One of the main attractions of cryptocurrencies is the enhanced security afforded to financial transactions. Cryptocurrencies are seen by their advocates as extremely secure as each transaction is independently verified by Blockchain technology, a form of ‘unbreakable’ ledger. The increased mainstream use of cryptocurrencies has proved the robustness of this new technology but highlighted significant security issues that can jeopardise investments in cryptocurrencies and have a direct impact on the price of these assets.
Security breaches haven’t revealed issues with Blockchain itself, however, hacking attacks have demonstrated significant security protocol failures at certain cryptocurrency exchanges. It appears that cryptocurrency exchanges lack the security expertise and investment in security and are a good target for digital thieves. Lax security at cryptocurrency exchanges is concerning as there is evidence of growing networks of criminals focusing on stealing cryptocurrencies.
Using a cryptocurrency exchange is similar to a real life bank account. A cryptocurrency exchange, such as QuadrigaCX allows customers to trade cryptocurrencies for fiat money (legal tender such as pound sterling or euro) or other cryptocurrencies. As you would expect, the assets held in by cryptocurrency exchange need to be kept securely but cryptocurrency exchanges have been the subject of recent high profile attacks by hackers. To date, the greatest perceived risk to cryptocurrency exchanges is from hackers and cryptocurrency exchange security measures have been focussed almost exclusively on hacker prevention. Business continuity planning and physical security appears to have been overlooked at QuadrigaCX given the huge repercussions of a lost password.
To protect against hacking it is recommended that the majority of funds should be kept in a computer that is inaccessible from the internet, otherwise known as ‘cold storage’. QuadrigaCX implemented this safeguard and stored the majority of its cryptocurrency in ‘cold storage’. However, the day to day access and security of the cold storage appears to have exposed the business to catastrophic risk. Gerald Cotton’s widow has filed a sworn affidavit confirming that QuadrigaCX cannot access the funds in ‘cold storage’ because Gerald Cotton had sole responsibility for handing the funds and coins and it has not been possible to discover its password or recovery key to his encrypted laptop.
The unfortunate circumstances resulting from Gerald Cotton’s untimely death highlight the danger posed by having a single individual with complete password access particularly if there is no backup. At the very least, it makes such an individual a target of criminal attack such as kidnap, physical threats or other criminality.

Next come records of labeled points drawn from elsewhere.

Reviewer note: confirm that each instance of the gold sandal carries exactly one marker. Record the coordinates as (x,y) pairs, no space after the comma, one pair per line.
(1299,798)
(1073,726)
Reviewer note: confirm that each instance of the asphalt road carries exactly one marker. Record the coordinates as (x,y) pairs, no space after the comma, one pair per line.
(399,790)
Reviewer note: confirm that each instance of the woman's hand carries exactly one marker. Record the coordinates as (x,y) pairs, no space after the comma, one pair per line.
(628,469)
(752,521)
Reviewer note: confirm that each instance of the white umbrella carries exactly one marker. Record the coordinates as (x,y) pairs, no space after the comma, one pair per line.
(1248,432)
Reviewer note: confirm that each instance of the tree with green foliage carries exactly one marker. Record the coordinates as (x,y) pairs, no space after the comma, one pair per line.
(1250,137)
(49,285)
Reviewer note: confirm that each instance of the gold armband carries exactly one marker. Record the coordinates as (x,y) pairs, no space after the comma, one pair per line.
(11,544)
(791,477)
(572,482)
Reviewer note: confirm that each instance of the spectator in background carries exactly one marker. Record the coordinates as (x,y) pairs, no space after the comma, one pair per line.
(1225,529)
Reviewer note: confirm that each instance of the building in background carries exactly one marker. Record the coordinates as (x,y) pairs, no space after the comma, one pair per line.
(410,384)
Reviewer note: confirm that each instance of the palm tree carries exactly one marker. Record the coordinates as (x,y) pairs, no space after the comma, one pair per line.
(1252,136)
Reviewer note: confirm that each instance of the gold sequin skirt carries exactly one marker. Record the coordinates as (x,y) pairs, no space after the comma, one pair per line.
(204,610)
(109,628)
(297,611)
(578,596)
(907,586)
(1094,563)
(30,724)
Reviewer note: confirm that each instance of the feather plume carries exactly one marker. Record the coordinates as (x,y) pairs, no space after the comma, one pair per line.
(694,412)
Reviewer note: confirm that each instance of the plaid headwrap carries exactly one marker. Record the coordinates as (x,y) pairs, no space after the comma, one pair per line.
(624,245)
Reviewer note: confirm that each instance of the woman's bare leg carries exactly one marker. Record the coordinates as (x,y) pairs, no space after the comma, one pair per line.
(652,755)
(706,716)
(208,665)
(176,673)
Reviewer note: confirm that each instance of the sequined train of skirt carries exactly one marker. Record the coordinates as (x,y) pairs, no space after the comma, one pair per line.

It has been noted that the impact of loss of passwords could have been minimised if, as previously stated, QuadrigaCX had used a multiple signature system of ‘cold storage’. There has been criticism from security experts of the fact that the ‘cold storage’ was on a laptop as evidence of inadequate protection against theft. In addition, there are some as yet unsubstantiated reports that Gerald Cotten’s death may have been faked or used as a cover for an exit scam by individuals with access to the assets in ‘cold storage’.
Cryptocurrencies have waxed and waned in popularity in recent months and years but investors should remember that they remain an emerging form of investment and significant financial institutions such as Fidelity, which recently announced Cryptocurrency operations, are only now applying their sophisticated investment management experience towards the safe trade and custody of cryptocurrencies. Lessons on appropriate physical security measures need to be learnt and will hopefully result in greater protection for all investors in cryptocurrencies. Physical security should not be overlooked in the drive to improve cyber security, which the loss of £105m of customer assets demonstrates.